Phase II clinical trial data for both drugs seem underwhelming compared with the results for the biologics. In the tofacitinib study, 67% of patients achieved PASI 75 (ref. 6), while for apremilast the number was 41% (ref. 7). But because no significant side effects were linked to either drug, they could be just what is needed to treat less-severe forms of psoriasis. Apremilast, in particular, might be well suited for treating medium-severity cases, says Papp. One advantage it has is that there are good safety data from PDE4 drugs already in the clinic for other conditions. “Apremilast is potentially a sleeper in the panoply of products.”

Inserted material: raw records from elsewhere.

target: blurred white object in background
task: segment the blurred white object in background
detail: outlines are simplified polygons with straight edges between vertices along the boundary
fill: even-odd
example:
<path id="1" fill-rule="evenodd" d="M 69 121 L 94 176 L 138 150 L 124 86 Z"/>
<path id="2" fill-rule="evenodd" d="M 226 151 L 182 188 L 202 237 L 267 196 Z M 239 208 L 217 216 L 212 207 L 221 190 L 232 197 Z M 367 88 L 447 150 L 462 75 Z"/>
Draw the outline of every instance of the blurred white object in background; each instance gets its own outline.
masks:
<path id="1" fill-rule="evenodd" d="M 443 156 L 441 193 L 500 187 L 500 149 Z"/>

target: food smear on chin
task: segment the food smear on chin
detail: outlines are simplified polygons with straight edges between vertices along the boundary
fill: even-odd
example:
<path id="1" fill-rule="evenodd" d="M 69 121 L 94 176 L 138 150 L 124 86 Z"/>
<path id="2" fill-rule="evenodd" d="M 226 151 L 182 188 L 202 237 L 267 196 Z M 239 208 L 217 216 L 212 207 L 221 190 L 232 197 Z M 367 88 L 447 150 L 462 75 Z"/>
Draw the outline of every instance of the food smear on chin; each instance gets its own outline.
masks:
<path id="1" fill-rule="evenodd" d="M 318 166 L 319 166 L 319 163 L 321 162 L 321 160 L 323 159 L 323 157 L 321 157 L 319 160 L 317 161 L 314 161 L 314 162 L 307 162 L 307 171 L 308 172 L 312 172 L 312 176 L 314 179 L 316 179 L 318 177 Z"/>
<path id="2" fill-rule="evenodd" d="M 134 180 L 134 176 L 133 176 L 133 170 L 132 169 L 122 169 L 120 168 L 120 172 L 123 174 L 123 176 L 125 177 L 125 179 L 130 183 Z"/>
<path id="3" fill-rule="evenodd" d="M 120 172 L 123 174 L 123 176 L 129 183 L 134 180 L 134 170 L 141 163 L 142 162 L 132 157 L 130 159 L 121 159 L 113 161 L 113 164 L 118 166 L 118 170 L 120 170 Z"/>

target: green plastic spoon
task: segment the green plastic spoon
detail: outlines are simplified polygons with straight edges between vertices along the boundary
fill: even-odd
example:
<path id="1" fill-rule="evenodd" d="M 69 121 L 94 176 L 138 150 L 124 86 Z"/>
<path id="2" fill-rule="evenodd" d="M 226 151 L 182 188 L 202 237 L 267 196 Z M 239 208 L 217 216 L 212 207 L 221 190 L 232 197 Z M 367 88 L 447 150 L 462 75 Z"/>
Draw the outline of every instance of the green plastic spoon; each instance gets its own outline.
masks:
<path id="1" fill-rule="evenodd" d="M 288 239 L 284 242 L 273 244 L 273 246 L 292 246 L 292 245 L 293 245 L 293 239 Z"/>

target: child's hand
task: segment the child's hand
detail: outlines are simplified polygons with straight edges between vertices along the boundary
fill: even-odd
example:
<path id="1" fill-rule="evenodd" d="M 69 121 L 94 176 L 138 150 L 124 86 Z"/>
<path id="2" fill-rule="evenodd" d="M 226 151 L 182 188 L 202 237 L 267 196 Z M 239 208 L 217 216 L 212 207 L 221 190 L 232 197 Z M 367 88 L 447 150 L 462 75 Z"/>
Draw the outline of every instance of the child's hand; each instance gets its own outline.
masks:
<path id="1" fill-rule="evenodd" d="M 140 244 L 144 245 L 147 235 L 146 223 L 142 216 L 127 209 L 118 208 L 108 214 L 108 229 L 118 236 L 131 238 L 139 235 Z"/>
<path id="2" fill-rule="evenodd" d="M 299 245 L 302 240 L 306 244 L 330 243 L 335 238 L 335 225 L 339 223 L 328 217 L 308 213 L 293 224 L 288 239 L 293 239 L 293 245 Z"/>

Chiricozzi agrees. “With apremilast, you don't have the very high efficacy of the biologic drugs,” he says, “but you do have a very good safety profile.” Although the long-term safety profile of the JAK inhibitors is less clear, they too could ultimately find a market in medium-severity cases, he adds.

Most psoriasis patients, however, have conditions that are too mild to warrant any systemic treatment, whether biologic or small-molecule. The good news for these patients is that it is possible to turn the new small-molecule drugs into ointments. Pfizer, for example, is developing a topical version of tofacitinib and has produced what Chiricozzi says appear to be “very encouraging results”. Although Celgene has not announced the development of a topical apremilast formulation, another company, Anacor Pharmaceuticals, based in Palo Alto, California, does have a topical PDE4 inhibitor in development. Both therapies are part way through phase II trials.

Creams might seem to be the logical delivery mechanism for psoriasis treatments, but they present unique problems. The skin is a barrier, and it can be difficult to develop an agent that will penetrate the skin in sufficient quantity to have an effect, says Papp. “It takes a lot more to develop a cream than it does to develop a pill.”

Once their safety is established, biologic treatments such as the anti-IL-17s might be prescribed for milder cases. This has happened for biologic drugs in other conditions, says Sedgwick. “But that will take some time.”

Success in developing effective therapies for all psoriasis patients, no matter how mild their condition, would cap what has been a remarkable turnabout in psoriasis drug development. Until ustekinumab was approved, psoriasis medication largely consisted of adopted drugs, from organ transplant immunosuppression to rheumatoid arthritis. And now small-molecule therapies are catching up. “Psoriasis lends itself extremely well to clinical research,” says Griffiths. “Psoriasis is now leading the field, rather than following.”